Am Montag geht es um die Zukunft der Geburtshilfe

10 000 Unterschriften aus drei Petitionen, zwei Busladungen voller Demonstranten, die nächsten Montag vor und im Konstanzer Landratsamt demonstrieren wollen – der Streit um den Erhalt der Geburtshilfe am Radolfzeller Krankenhaus tritt in die entscheidende Phase: Am Montag, 19.12., entscheidet der Kreistag über eine Finanz­spritze für die Entbindungsstation.

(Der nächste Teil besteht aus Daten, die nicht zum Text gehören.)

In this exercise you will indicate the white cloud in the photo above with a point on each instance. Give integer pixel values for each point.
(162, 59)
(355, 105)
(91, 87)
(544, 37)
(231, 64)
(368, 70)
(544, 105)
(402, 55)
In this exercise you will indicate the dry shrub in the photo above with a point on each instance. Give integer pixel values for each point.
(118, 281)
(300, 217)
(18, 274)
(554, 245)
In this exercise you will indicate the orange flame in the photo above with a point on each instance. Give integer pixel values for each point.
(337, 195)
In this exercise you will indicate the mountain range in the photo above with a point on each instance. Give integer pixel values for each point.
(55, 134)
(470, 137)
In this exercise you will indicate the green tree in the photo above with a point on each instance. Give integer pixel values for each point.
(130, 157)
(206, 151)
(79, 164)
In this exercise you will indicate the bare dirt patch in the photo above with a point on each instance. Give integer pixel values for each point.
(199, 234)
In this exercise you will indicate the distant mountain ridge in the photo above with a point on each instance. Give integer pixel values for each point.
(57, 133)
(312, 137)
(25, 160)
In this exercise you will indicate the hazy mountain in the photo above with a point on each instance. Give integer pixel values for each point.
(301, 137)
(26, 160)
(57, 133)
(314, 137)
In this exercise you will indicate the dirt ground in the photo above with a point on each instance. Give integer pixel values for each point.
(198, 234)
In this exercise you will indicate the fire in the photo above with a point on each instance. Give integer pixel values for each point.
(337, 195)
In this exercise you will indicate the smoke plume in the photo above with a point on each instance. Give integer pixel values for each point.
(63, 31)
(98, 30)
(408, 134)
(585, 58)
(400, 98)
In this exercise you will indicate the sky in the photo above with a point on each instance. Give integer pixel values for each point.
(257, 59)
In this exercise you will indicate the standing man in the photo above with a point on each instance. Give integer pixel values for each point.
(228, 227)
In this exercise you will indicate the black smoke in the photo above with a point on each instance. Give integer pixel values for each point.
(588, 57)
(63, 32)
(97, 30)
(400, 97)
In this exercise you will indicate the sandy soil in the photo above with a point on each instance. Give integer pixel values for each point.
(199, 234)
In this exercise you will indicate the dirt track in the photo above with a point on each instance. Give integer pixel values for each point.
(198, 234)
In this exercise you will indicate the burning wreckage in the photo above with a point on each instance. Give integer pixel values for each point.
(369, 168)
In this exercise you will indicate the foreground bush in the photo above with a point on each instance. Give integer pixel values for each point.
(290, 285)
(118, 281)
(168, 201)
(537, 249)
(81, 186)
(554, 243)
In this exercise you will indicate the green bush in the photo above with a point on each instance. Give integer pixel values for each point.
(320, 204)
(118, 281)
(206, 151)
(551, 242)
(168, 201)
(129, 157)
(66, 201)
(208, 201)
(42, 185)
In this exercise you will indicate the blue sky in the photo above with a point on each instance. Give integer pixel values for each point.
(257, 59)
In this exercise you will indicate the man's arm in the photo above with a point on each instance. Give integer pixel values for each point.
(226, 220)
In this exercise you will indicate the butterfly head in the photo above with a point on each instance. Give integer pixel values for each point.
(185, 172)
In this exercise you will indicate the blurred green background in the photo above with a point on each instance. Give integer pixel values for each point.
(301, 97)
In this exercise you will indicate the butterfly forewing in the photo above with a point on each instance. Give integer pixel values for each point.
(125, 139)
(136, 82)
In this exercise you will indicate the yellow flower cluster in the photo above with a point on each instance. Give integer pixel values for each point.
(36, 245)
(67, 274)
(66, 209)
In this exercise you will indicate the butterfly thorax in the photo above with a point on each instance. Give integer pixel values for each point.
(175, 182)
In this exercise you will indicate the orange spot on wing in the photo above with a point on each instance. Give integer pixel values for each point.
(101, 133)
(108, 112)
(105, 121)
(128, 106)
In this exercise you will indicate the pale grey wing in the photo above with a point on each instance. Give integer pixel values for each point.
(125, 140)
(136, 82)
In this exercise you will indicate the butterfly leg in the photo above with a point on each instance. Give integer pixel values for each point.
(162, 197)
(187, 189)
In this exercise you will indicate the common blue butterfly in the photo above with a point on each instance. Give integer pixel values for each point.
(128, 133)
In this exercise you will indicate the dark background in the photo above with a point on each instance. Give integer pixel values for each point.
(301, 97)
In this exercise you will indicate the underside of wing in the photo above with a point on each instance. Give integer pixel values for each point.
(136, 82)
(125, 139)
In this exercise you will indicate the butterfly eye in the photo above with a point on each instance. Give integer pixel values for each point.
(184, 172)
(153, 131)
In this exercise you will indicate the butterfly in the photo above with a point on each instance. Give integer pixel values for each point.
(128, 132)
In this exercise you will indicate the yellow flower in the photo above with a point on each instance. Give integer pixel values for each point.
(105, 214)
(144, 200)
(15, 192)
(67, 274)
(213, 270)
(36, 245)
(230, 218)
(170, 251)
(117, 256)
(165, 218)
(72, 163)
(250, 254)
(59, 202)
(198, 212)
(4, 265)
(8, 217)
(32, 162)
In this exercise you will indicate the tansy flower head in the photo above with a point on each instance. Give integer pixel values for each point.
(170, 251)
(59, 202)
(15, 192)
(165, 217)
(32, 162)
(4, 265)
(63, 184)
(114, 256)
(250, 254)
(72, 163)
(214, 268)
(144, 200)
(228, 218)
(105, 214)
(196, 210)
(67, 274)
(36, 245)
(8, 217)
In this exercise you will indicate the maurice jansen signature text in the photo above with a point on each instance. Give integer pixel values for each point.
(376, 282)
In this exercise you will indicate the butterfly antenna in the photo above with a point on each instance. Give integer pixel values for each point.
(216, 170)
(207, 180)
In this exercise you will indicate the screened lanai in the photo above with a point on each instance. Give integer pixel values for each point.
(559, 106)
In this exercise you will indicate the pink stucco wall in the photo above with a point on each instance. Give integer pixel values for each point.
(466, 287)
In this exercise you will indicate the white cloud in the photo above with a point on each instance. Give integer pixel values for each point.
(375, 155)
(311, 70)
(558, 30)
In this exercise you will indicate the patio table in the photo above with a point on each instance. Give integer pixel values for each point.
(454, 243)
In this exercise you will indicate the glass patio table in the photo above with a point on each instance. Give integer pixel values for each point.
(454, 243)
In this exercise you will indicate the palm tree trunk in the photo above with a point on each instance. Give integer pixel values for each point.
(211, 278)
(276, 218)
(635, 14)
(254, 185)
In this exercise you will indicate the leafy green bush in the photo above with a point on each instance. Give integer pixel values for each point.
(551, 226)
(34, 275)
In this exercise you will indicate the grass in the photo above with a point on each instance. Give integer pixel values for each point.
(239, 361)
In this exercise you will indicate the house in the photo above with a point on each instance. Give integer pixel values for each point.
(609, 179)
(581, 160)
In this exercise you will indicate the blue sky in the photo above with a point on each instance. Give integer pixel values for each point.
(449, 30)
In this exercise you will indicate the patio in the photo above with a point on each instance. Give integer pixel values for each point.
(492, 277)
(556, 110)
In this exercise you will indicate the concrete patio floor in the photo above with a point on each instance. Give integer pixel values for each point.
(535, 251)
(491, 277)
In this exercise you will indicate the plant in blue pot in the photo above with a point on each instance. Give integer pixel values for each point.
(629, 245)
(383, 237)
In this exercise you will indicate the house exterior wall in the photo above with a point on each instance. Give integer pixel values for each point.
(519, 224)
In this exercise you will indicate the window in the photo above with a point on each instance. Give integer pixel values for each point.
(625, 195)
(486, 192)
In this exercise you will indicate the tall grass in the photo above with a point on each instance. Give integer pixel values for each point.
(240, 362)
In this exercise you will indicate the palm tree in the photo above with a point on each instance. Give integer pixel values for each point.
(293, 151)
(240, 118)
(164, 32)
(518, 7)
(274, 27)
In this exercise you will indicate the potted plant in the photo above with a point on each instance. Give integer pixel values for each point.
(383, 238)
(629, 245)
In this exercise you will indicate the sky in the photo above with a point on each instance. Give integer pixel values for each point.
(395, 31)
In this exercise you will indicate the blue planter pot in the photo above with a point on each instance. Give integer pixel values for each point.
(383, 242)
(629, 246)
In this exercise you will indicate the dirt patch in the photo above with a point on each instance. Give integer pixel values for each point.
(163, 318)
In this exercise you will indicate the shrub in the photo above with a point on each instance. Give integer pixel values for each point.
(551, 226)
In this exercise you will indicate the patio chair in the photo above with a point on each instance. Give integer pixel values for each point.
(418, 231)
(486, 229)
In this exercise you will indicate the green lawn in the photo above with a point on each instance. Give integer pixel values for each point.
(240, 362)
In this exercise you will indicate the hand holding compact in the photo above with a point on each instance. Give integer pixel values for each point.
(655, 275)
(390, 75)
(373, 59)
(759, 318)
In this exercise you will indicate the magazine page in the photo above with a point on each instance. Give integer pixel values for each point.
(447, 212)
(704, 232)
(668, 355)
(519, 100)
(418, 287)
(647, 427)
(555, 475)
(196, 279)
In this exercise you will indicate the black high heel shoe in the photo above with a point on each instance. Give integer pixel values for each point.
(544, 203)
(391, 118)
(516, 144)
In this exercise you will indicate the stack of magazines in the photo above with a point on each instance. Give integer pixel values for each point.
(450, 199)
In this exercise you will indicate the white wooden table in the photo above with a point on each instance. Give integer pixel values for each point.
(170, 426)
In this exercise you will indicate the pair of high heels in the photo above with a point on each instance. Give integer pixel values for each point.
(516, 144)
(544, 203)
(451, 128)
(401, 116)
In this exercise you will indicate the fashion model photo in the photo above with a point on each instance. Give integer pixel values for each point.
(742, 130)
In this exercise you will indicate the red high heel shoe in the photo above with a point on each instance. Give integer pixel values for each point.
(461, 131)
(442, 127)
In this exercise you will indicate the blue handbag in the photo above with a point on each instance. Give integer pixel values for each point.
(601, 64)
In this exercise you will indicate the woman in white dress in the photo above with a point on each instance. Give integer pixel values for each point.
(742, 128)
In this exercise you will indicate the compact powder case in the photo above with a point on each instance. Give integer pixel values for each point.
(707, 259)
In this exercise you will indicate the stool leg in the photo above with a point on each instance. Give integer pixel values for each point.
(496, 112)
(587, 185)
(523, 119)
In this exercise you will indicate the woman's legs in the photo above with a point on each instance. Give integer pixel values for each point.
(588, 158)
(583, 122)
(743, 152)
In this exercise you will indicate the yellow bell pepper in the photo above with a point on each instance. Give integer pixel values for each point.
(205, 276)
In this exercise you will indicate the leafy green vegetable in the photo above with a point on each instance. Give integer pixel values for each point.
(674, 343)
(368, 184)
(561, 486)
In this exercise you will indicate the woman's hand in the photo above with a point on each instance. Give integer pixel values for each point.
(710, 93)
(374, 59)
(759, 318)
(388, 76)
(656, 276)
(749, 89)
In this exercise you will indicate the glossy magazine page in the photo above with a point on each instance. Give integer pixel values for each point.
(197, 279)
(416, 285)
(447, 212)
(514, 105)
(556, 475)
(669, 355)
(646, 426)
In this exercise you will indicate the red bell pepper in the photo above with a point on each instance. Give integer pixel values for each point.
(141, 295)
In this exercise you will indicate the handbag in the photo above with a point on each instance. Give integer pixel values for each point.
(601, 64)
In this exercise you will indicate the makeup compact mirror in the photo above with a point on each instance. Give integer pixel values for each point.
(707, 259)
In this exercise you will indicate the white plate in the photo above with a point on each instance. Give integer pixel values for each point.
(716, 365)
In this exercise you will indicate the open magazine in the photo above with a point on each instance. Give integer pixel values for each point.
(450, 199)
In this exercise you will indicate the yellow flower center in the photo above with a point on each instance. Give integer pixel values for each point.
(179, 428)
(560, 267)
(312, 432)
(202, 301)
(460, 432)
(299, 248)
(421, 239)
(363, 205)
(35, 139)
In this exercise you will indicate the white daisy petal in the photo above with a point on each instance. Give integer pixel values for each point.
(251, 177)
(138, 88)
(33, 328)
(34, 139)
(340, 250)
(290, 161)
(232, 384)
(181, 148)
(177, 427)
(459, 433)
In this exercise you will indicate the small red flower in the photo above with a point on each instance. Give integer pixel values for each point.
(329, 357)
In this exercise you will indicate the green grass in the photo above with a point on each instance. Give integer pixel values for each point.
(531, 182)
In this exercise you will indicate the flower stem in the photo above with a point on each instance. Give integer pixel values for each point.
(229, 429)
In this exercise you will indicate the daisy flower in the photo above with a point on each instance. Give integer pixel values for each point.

Wie die Abstimmung auch ausfällt – am 24. Dezember wird die letzte schwangere Patientin in Radolfzell aufgenommen. Denn dann stellen die drei Belegärzte (Radolfzeller Ärzte mit auch noch eigener Praxis), die bislang die Geburtshilfe mit Hebammen und PflegerInnen des Hegau-Bodensee-Klinikums Radolfzell besorgten, ihre Arbeit ein. Hintergrund: Einer der Belegärzte tritt absehbar in den Ruhestand und ein Nachfolger ist noch nicht gefunden.

Und die Nachfolge gestaltet sich schwierig, denn die Versicherung nahm das Ausscheiden dieses Arztes zum Anlass, die Beiträge empfindlich – von 43 000 auf maximal 150 000 Euro – zu erhöhen. Damit, so argumentieren die Belegärzte Karpuzoglu, Groß und Stubenrauch, sei dieser Kostenanstieg für sie nicht verkraftbar. Mehr noch: Zu diesen Konditionen ließe sich auch kein Nachfolger finden. Die Versicherungen ihrerseits begründen die, übrigens bundesweit geltende, Beitragserhöhung mit einem gestiegenen Risiko: Durch die aktuelle Rechtsprechung deutscher Gerichte seien Schadensersatzansprüche um ein Vielfaches gestiegen, die Versicherungen müssten also im Schadensfall mehr zahlen, was nur über Beitragserhöhungen refinanzierbar sei.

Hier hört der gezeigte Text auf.